We mustn't get distracted from the fact that this is a personal tragedy. Someone with MS has died as a direct result of a treatment for MS. My condolences go out to the family and friends of this patient. From my perspective as an MSologist this complication may have been preventable, which is the main reason for this post. We must also not forget that this patient participated in the DMF clinical trial programme and without his/her participation other MSers would not be benefiting from this drug. "

CoI: multiple

Detecting JC virus

Lanzillo R, Liuzzi R, Vallefuoco L, Moccia M, Amato L, Vacca G, Vacchiano V, Portella G, Brescia Morra V. JC virus antibody index in natalizumab-treated patients: correlations with John Cunningham virus DNA and C-reactive protein level. Ther Clin Risk Manag. 2014;10:807-14. 

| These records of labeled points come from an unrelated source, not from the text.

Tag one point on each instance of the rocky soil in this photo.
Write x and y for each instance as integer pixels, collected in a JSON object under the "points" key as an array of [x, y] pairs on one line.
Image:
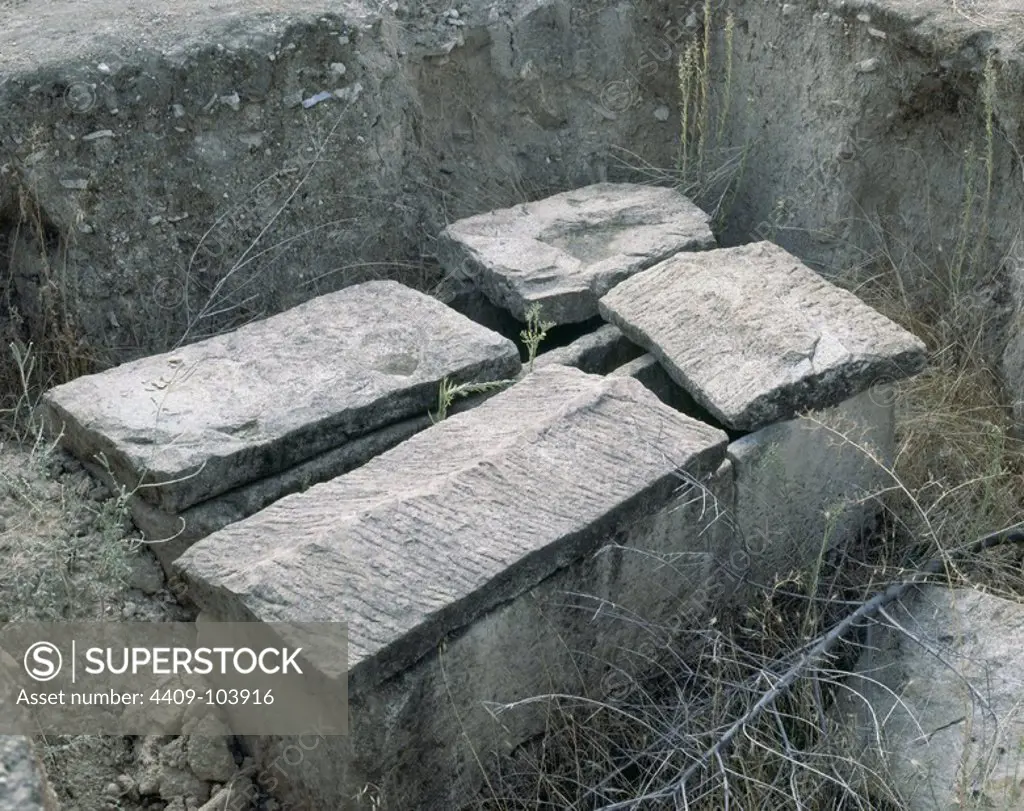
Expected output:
{"points": [[70, 555]]}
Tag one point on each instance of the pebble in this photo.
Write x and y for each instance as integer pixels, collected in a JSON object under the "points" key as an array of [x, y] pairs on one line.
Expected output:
{"points": [[232, 100]]}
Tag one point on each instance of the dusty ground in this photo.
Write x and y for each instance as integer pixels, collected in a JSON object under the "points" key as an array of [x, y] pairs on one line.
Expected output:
{"points": [[68, 555]]}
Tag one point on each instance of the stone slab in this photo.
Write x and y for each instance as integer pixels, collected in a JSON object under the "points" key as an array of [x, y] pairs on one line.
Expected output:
{"points": [[756, 336], [238, 408], [566, 251], [171, 534], [457, 519], [652, 375], [805, 485], [596, 353]]}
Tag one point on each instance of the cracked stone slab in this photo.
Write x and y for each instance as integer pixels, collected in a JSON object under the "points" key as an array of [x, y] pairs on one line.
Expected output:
{"points": [[470, 513], [757, 337], [566, 251], [239, 408]]}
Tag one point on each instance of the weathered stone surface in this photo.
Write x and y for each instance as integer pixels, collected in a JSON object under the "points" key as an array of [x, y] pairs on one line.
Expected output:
{"points": [[596, 353], [566, 251], [652, 375], [938, 716], [171, 534], [235, 409], [459, 518], [806, 484], [756, 336], [586, 630], [23, 781]]}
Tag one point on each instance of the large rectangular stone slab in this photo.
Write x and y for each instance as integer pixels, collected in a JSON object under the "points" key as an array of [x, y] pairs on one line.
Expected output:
{"points": [[564, 252], [757, 337], [461, 517], [198, 422]]}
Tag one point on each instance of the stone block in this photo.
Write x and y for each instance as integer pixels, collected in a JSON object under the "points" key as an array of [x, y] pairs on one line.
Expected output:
{"points": [[757, 337], [210, 417], [806, 484], [566, 251], [525, 535]]}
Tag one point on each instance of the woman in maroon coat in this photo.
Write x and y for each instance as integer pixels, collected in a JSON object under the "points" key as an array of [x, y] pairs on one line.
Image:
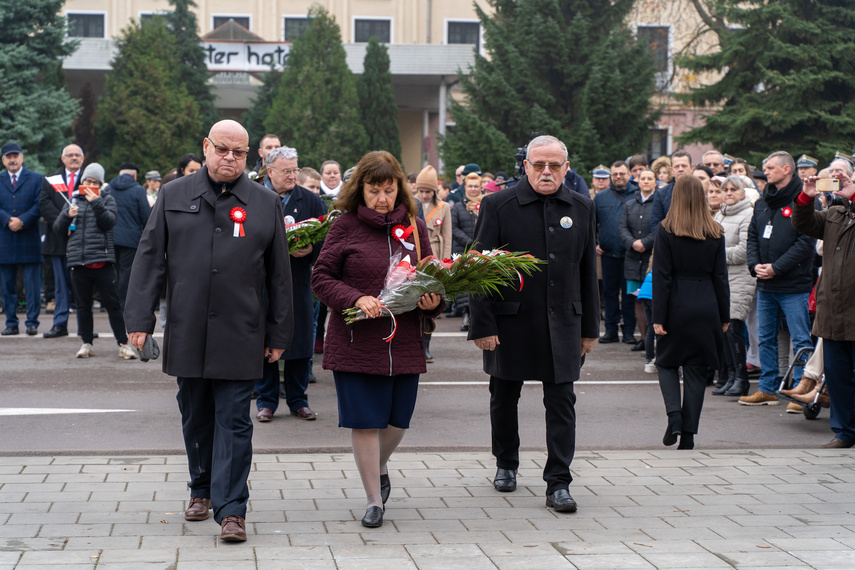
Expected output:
{"points": [[376, 382]]}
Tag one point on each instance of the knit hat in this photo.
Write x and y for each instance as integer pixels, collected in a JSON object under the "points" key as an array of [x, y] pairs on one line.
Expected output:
{"points": [[95, 171], [427, 178]]}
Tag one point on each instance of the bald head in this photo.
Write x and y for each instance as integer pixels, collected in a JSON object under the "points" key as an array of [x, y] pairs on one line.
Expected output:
{"points": [[227, 137], [72, 157]]}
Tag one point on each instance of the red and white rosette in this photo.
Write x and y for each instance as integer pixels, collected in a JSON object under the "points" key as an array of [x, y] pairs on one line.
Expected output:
{"points": [[401, 234], [238, 216]]}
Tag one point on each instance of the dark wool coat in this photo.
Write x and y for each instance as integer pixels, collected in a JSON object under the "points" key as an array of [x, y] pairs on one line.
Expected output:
{"points": [[790, 253], [92, 239], [25, 245], [132, 206], [541, 327], [691, 299], [51, 204], [610, 205], [635, 224], [835, 294], [354, 262], [216, 282], [304, 204]]}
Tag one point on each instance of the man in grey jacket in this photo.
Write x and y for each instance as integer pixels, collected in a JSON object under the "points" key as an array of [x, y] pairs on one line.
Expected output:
{"points": [[218, 241]]}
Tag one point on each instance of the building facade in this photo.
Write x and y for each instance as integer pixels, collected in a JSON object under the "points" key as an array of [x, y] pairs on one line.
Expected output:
{"points": [[429, 41]]}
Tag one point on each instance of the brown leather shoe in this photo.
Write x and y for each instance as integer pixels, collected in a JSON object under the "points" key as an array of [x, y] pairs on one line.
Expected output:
{"points": [[305, 413], [199, 509], [234, 529]]}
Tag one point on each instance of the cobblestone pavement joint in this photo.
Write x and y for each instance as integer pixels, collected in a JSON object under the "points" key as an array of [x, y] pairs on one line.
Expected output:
{"points": [[637, 509]]}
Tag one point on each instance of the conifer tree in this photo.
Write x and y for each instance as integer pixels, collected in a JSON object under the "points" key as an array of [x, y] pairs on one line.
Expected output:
{"points": [[788, 78], [377, 100], [316, 108], [570, 68], [146, 115], [36, 110], [194, 73]]}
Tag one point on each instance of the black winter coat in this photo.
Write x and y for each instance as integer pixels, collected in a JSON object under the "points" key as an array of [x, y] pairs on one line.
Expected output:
{"points": [[635, 224], [303, 205], [462, 226], [790, 253], [217, 284], [541, 327], [51, 204], [92, 239], [133, 210], [691, 299]]}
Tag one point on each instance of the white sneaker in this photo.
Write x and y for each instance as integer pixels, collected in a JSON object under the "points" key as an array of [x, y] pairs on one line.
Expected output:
{"points": [[127, 352], [86, 351]]}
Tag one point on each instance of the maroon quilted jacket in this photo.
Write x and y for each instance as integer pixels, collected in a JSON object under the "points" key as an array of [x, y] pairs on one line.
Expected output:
{"points": [[354, 262]]}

Natalizumab-treated patients have a higher risk of developing progressive multifocal leukoencephalopathy. Exposure to John Cunningham virus (JCV) is a prerequisite for PML (progressive multifocal leukoencephalopathy). To assess JCV exposure in multiple sclerosis patients, we performed a serological examination, obtained the antibody index, performed real-time polymerase chain reaction (PCR) to detect JCV DNA in plasma and urine, and investigated the role of ultrasensitive C-reactive protein (usCRP) as a possible biological marker of JCV reactivation. We retrospectively analyzed consecutive natalizumab-treated multiple sclerosis patients who underwent a JCV antibody test through a two-step enzyme-linked immunosorbent assay (STRATIFY test) to the measure of serum usCRP levels, and to perform blood and urine JCV PCR. The studied cohort included 97 relapsing-remitting patients (60 women). Fifty-two patients (53.6%) tested positive for anti-JCV antibodies. PCR showed JCV DNA in the urine of 30 out of 83 (36.1%) patients and 28 out of 44 seropositive patients (63.6%), with a 6.7% false-negative rate for the STRATIFY test. Normalized optical density values were higher in urinary JCV DNA-positive patients (P<0.0001). Interestingly, the level of usCRP was higher in urinary JCV DNA-positive patients and correlated to the number of DNA copies in urine (P=0.028). As expected, patients' age correlated with JCV seropositivity and with JC viruria (P=0.02 and P=0.001, respectively). JC viruria was significantly correlated with a high JCV antibody index and high serum usCRP levels. We suggest that PCR and usCRP might be useful as markers of JCV reactivation, and that patients should be monitored between STRATIFY assessments.

C-reactive protein (CRP) is an annular (ring-shaped), pentameric protein found in the blood plasma, the levels of which rise in response to inflammation (i.e., C-reactive protein is an acute-phase protein). Its physiological role is to bind tophosphocholine expressed on the surface of dead or dying cells (and some types of bacteria) in order to activate the complement system

CRP is synthesized by the liver in response to factors released by macrophages and fat cells. C-reactive protein is a pattern recognition receptor (PRR). These are proteins expressed by cells of the innate immune system to identify pathogen-associated molecular patterns (PAMPs), which are associated with microbial pathogens or cellular stress, as well as damage-associated molecular patterns (DAMPs), which are associated with cell components released during cell damage due to infection. In this study they assayed the presence of c reactive protein with ultra sensitive measurement to link this to infection with JC virus. The used polymerase chain reaction to detect the virus. PCR is a technique where you amplify DNA from low levels to high levels so you can see if it is present.

If you have high levels of  Viral DNA you are much more likely to be  Antibody positive and this occurs in about 50% of people and is more robust that looking for viral DNA however there are some false negatives.